There have been significant advances in the field of robot learning in the past decade. However, many challenges still remain when considering how robot learning can advance interactive agents such as robots that collaborate with humans. This includes autonomous vehicles that interact with human-driven vehicles or pedestrians, service robots collaborating with their users at homes over short or long periods of time, or assistive robots helping patients with disabilities. This introduces an opportunity for developing new robot learning algorithms that can help advance interactive autonomy.

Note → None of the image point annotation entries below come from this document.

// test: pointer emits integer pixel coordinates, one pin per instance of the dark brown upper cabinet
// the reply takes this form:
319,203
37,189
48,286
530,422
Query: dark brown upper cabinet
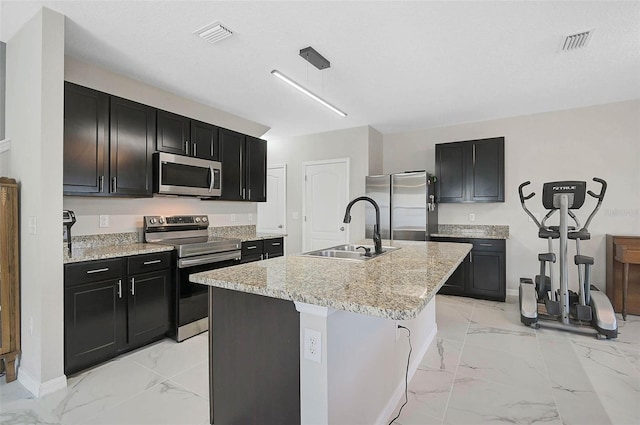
131,145
471,171
86,140
108,142
184,136
244,167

In this talk, we will discuss a formalism for human-robot interaction built upon ideas from representation learning. Specifically, we will first discuss the notion of latent strategies — low dimensional representations sufficient for capturing non-stationary interactions. We will then talk about the challenges of learning such representations when interacting with humans, and how we can develop data-efficient techniques that enable actively learning computational models of human behavior from demonstrations and preferences.

Author Information

Dorsa Sadigh (Stanford)
Erdem Biyik (Stanford University)

Erdem Biyik is a PhD candidate in Electrical Engineering at Stanford University. He is working on AI for Robotics in Intelligent and Interactive Autonomous Systems Group (ILIAD), and advised by Prof. Dorsa Sadigh. His research interests are: machine learning, artificial intelligence (AI), and their applications for human-robot interaction and multi-agent systems. He also works on AI and optimization for autonomous driving and traffic management. Before coming to Stanford, Erdem was an undergraduate student in the Department of Electrical and Electronics Engineering at Bilkent University, where he worked in Imaging and Computational Neuroscience Laboratory (ICON Lab) in National Magnetic Resonance Research Center under the supervision of Prof. Tolga Çukur with a focus on compressed sensing reconstructions, coil compression, and bSSFP banding suppression in MRI. He also worked on generalized approximate message passing algorithms as an intern in Prof. Rudiger Urbanke's Communication Theory Laboratory (LTHC) in EPFL, under the supervision of Dr. Jean Barbier, for a summer.